From time to time I am instructed when a dispute occurs between family members regarding the burial or cremation of their loved ones.
A recent case decided in the Chancery Division (Anstey v Mundle) has highlighted that on occasion such disputes can end up in court and serves as a timely reminder of the factors to be considered when such a sensitive dispute occurs.
Many people leave directions in their Will as to the disposal of their body. However, the individual’s Executor is entitled to have regard to the expressions made by the deceased, but is not bound by them.
In the recent case it was reinforced that the relevant factors in determining the place of the funeral were:
- The deceased’s wishes;
- The location that the deceased was most closely connected with; and
- The reasonable wishes and requirements of the family and friends who were left.
In this particular case the deceased had been born in Jamaica and came over to the UK in the 1960s. The deceased had left a Will which stated that he wished to be buried in Jamaica next to his mother. However, his daughter questioned whether, when he made his Will, her father had sufficient mental capacity and that he actually wished to be buried in England and that he had not visited nor wanted to visit Jamaica in recent years.
The Judge found that the Will, on the face of it, appeared to have been written by the deceased and it was presumed that he had capacity. As he had indicated his wishes in the Will, and those wishes were found to carry some weight, but were not binding on the Executor. Crucially, it seems, the deceased had discussed his wish to be buried in Jamaica with a friend. It could not be stated that the deceased had more ties in England than he did in Jamaica and therefore it was decided that it was proper for the deceased’s body to be released to be buried in Jamaica.

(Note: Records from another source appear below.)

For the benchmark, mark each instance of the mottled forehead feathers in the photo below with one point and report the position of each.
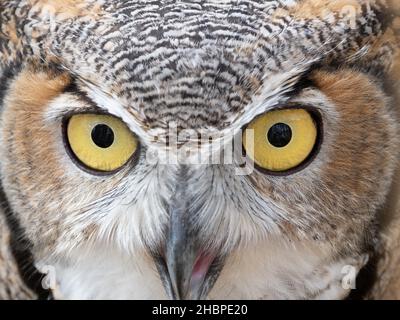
(197, 63)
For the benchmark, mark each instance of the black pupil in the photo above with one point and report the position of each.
(280, 135)
(102, 136)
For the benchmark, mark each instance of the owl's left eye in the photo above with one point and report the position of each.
(283, 139)
(99, 142)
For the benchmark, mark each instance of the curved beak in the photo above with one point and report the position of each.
(186, 270)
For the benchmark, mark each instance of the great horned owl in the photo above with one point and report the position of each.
(90, 89)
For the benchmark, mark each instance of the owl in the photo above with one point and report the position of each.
(216, 149)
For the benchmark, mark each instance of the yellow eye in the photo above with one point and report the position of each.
(283, 139)
(100, 142)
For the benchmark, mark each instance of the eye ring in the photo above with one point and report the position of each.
(132, 161)
(317, 118)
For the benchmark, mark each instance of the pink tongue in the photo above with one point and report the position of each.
(200, 268)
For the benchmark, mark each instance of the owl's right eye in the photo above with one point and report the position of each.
(99, 142)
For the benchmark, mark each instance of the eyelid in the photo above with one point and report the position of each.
(316, 117)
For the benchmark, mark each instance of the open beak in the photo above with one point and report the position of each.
(186, 270)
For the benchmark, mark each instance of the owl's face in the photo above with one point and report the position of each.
(285, 103)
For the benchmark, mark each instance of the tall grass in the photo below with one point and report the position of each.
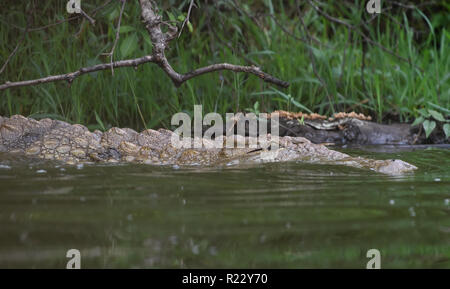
(387, 89)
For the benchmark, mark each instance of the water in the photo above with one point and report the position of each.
(285, 215)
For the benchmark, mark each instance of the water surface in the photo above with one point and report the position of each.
(285, 215)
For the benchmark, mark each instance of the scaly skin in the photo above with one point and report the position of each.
(73, 144)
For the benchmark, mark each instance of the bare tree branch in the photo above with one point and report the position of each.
(160, 40)
(69, 77)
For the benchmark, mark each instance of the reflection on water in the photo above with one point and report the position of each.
(286, 215)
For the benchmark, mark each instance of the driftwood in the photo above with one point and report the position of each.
(353, 131)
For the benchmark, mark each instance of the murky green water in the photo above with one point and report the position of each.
(287, 215)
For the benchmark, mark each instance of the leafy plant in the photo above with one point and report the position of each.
(254, 109)
(428, 118)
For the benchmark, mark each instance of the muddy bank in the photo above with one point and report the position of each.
(355, 131)
(348, 129)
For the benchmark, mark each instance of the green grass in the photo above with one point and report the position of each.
(388, 89)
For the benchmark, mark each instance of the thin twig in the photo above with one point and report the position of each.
(72, 75)
(187, 17)
(160, 41)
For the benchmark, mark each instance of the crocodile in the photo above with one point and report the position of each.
(75, 144)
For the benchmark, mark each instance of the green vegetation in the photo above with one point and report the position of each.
(401, 73)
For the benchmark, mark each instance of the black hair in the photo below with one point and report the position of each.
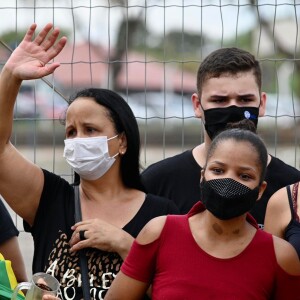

The legal position for over 150 years has been that a person’s body does not form part of their legal estate and cannot pass under their Will or under intestacy rules and, as a consequence, any direction in a Will or Codicil as to the disposal of the body is not strictly enforceable. However, as has been shown in this recent case, whilst a direction in a Will is not technically strictly enforceable, it is highly influential and, I would suggest, most likely to be followed by a Judge unless there are very unusual and specific circumstances that would indicate that following such wishes would not be appropriate.